CFP: CFP, Philosophy of Management, Special Thematic Issue of Revista Portuguesa de Filosofia
Submission deadline: November 30, 2017
Building a philosophy of management requires uncovering what is behind managerial practices, beyond practical requirements. “Philosophizing is not what many politicians and managers think it is: to express some personal ideas on the state of matters. It is, on the contrary, starting to see unquestioned matters in a new, problematic way” (van Peursen, 1989: 267). Philosophy is fundamentally conceptual in nature, in the sense of challenging, refining or crafting new concepts (Deleuze & Guattari, 1994). Beyond invoking philosophers, we call for a conceptualization of organization studies, either starting from or reformulating usual words and labels, such as:
- Decision and decision-making
- Groups and teams
This process would not be complete if it was not informed by specifically philosophical concepts that could enlighten our understanding of organizations and management. Indeed, a philosophy of management needs to be a two-way street (Laurie & Cherry, 2001), and to include notions like:
- Practical reason
In questioning, embezzling or crafting new words and concepts, the use of philosophers and philosophical fields will be absolutely necessary. Drawing from Tsoukas & Chia (2011) and Koslowski (2010), we offer three main leads:
- Ontology and epistemologyto question organization studies as an academic field and knowledge within organizations
- Praxeology to challenge to connection between theories of management and managerial practices
- Aesthetics to unpack the entwinement of bodies, senses and emotions in management and organizations
We call here for meta-questions (Tsoukas & Chia, 2011) that aim at uncovering the philosophical concepts under the managerial labels. We do not seek specialized application of a specific philosopher, but rather the use of philosophy to create and refine concepts. For example, one could start from the institutionalized label (“management”) or decide to dismantle it to reveal its underlying concepts (“coordination”, “delegation”, or “control”). In doing so, submissions will obviously need to be heavily informed by the academic literature on management, as many works has been done by organization scholars.

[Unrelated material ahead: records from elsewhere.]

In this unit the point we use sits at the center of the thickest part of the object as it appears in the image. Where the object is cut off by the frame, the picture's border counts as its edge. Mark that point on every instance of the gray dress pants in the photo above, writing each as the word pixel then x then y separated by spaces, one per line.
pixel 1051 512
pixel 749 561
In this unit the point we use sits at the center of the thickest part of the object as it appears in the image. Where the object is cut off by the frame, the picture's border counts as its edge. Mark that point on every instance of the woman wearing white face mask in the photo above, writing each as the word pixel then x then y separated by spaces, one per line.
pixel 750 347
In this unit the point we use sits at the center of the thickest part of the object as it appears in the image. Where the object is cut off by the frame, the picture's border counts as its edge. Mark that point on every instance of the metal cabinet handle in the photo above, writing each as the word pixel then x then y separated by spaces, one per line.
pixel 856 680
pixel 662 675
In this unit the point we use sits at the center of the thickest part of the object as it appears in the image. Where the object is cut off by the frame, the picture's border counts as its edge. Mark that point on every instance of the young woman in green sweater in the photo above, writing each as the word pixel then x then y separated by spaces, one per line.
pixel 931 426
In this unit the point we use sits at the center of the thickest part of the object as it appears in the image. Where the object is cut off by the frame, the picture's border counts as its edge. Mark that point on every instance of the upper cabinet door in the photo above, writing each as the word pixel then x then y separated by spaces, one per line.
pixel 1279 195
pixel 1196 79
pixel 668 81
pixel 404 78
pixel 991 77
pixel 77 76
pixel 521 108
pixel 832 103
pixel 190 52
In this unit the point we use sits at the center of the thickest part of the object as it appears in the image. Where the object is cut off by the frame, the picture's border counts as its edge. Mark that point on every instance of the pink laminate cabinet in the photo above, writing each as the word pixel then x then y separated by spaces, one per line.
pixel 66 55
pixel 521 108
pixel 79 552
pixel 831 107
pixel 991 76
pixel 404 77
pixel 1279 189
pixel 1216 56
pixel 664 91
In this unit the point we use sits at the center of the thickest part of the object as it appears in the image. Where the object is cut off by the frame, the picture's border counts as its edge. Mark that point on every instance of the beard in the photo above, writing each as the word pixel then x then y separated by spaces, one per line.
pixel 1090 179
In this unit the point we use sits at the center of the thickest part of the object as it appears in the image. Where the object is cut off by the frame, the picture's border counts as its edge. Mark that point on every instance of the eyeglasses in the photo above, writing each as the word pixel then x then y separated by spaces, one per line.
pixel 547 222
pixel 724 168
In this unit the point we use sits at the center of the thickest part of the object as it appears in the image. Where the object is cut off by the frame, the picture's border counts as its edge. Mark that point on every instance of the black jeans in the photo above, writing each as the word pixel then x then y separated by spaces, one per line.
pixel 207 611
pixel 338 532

Our spirit aligns strongly with how Paul Griseri grounds his Introduction to the philosophy of management: “Some have taken the methods of academic philosophy – close attention to the use of terminology, tight arguments in which no statement is immune from questioning – and applied these directly to ordinary phenomena, outside of a theoretical context. Such philosophising of everyday life captures an important element of the original practice of the ancients, that this is meant to be an activity that integrates into people’s day-to-day living, not a remote practice only carried on by a cadre of specialised experts” (Griseri, 2013: 2).